This invention relates generally to valve seals and more particularly to a seal construction suitable for use in a valve or the like which is subjected to elevated service temperatures and vibration.
The valve seal of the present invention finds particular utility in conjunction with valves which are subjected to vibration and high temperatures. In use such valves, for example, may be used to control the direction of flow of the exhaust gases from diesel-powered engines of the type commonly used to power gas pumping stations and compressor stations. In use, these large, reciprocating engines emit a high temperature exhaust gas and, likewise, transmit a relatively high vibration level to the downstream, exhaust duct work. In light of ongoing activities to further conserve energy, many industrial users of such equipment have taken steps to install heat recovery units in an effort to capture some of the waste heat carried off by the exhaust gases emitting therefrom. In such installations which utilize such heat recovery systems, it is desirable to divert some or all of the exhaust gases emanating from the engine to the heat recovery system by way of appropriate valves in the exhaust duct work. The valve system diverts a portion of the exhaust gases to the heat recovery system or to the exhaust muffler system. In the event the heat recovery system requires maintenance due to breakdown or the like, the valve system is completely closed in order to isolate the heat recovery system from the hot exhaust gases so as to provide a safe environment for the workers performing the maintenance thereon.
Due to the high temperatures and relatively high operating vibrational levels encountered in the exhaust duct work of these engines, it has heretofore been common practice to employ large and expensive valves to control the exhaust gases. These known valves may be of a wide variety of constructions and designs, such as a butterfly valve or a gate valve which employs a heavy sliding metal blade which makes metal to metal contact with the valve seat in order to minimize gas leakage in the closed position. In other words, these commonly used valves do not employ gaskets or other attached sealing strips but rely solely upon the metal to metal contact between the blade and valve seat to achieve a seal.
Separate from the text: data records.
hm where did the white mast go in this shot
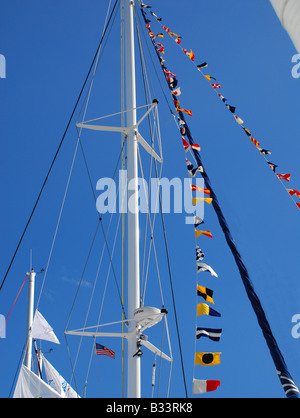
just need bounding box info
[70,0,169,399]
[124,0,141,398]
[24,268,36,369]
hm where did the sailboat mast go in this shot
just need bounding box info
[24,268,36,369]
[124,0,141,398]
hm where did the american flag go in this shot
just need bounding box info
[95,343,115,359]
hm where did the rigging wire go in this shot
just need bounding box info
[0,0,121,294]
[77,133,128,319]
[83,209,123,395]
[64,138,127,395]
[135,3,188,398]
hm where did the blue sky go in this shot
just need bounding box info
[1,0,300,399]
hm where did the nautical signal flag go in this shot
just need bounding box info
[243,127,251,136]
[164,68,177,78]
[178,107,193,117]
[168,32,181,38]
[189,165,204,177]
[227,105,236,114]
[267,161,278,173]
[195,230,213,239]
[192,197,213,206]
[192,379,220,394]
[197,262,218,277]
[196,246,205,261]
[197,303,221,317]
[95,343,115,359]
[250,137,260,149]
[259,148,271,155]
[182,138,190,152]
[234,115,244,125]
[196,327,222,342]
[182,138,201,153]
[172,87,181,96]
[287,189,300,197]
[197,62,208,70]
[186,158,193,171]
[191,143,201,152]
[276,173,291,182]
[183,49,195,61]
[197,285,214,304]
[194,215,204,227]
[191,185,210,195]
[204,75,216,81]
[195,352,221,366]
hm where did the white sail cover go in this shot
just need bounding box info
[43,356,79,398]
[31,310,60,344]
[13,364,63,398]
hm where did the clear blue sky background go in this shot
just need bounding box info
[1,0,300,399]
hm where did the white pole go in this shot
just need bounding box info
[124,0,141,398]
[24,268,36,369]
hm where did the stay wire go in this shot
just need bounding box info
[0,0,120,294]
[135,4,188,398]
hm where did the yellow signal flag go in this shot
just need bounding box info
[197,303,221,317]
[197,285,214,304]
[192,197,213,206]
[204,75,216,81]
[250,137,260,149]
[197,303,210,316]
[195,230,213,239]
[195,352,221,366]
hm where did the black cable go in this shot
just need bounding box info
[0,0,120,293]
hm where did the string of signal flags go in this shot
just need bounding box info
[139,0,300,399]
[139,1,222,397]
[139,1,300,214]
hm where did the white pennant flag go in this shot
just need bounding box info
[197,262,218,278]
[31,310,60,344]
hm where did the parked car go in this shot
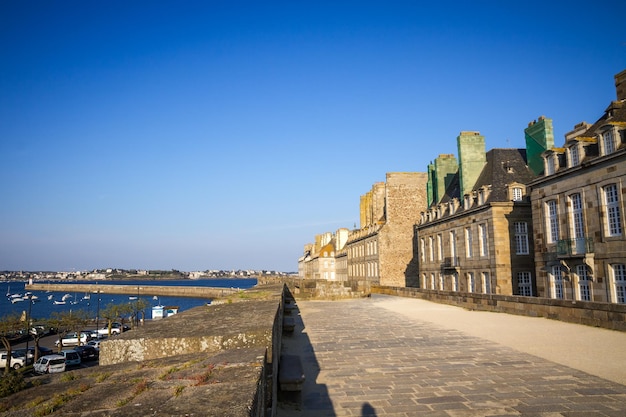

Such a gasket or sealing strips when used in such an environment must be capable of withstanding vibration and high temperatures and have a high degree of resiliency.
It is generally known in the art of constructing packing or sealing strips to provide a sealing member having a core which contains a soft or resilient material so as to maintain sealing engagement between the mating surfaces to be sealed and which will maintain its resilience under pressure or prevent permanent deformation of the core. For example, U.S. Pat. No. 2,144,082 discloses a composite core of both soft and firm rubber for sealing an automobile door.
When encountering higher service temperatures, the desirability of employing materials which will retain their mechanical properties, such as tensile strength and resiliency at elevated service temperatures. has also been recognized. For example, U.S. Pat. No. 2,882,082 discloses a fire resistant gasket constructed of strips of knitted metal mesh fabric and metal foil suitable for use in the fire walls of jet engine aircraft.
Combinations of high temperature materials have also been utilized. In U.S. Pat. No. 3,578,764, a gasket construction for sealing the door of a self-cleaning oven is disclosed having a tubular metal mesh core sheathed by a tubular knit fiberglass fabric which is said to be suitable in temperatures in excess of 900.degree. F.
Of course, the above-mentioned seals are not intended to be subjected to the vibration and abrasion caused by hot exhaust gases and it is doubtful that any of them could function satisfactorily in such an environment for any period of time.
Since a substantial amount of vibration is transmitted to the valve, it is desirable to provide a seal that can withstand that vibration. This is an important requirement since the vibration abrades known sealing material and degrades known seals after a period of time.
In such service conditions it is also desirable to provide a seal which is capable of withstanding high temperatures. In such high temperatures, known seals are subject to degradation. As such a valve seal degrades, it loses its effectiveness and permits substantial leakage through the valve.
It is also desirable that such a seal have a high degree of resiliency, that is, the capability of returning to its original state after compression thereof. When a valve is moved to a closed position and the sealing material is compressed, its sealing effectiveness increases and minimizes the amount of leakage through the valve. When the valve is subjected to a substantial amount of vibration, there is a certain amount of "fluttering" that may occur as a result of the pulsating pressure. When the valve is provided with a seal having a high degree of resiliency, a sealing relationship is maintained between the valve body and the valve blade since the sealing material stays in contact with both of the valve members even though some slight movement may occur therebetween. It should be further understood that this "fluttering" further acts to abrade the sealing material and degrade it as described herein.
In dealing with the high temperatures and high vibration levels encountered in the exhaust duct work of diesel-powered pumps and compressors and the like, the prior art has failed to develop or suggest a seal construction which can successfully withstand this severe service environment without early degradation and failure. It has been found that the seal construction of the present invention exhibits superior sealing characteristics over known high temperature seals without degradation due to abrasion and vibration.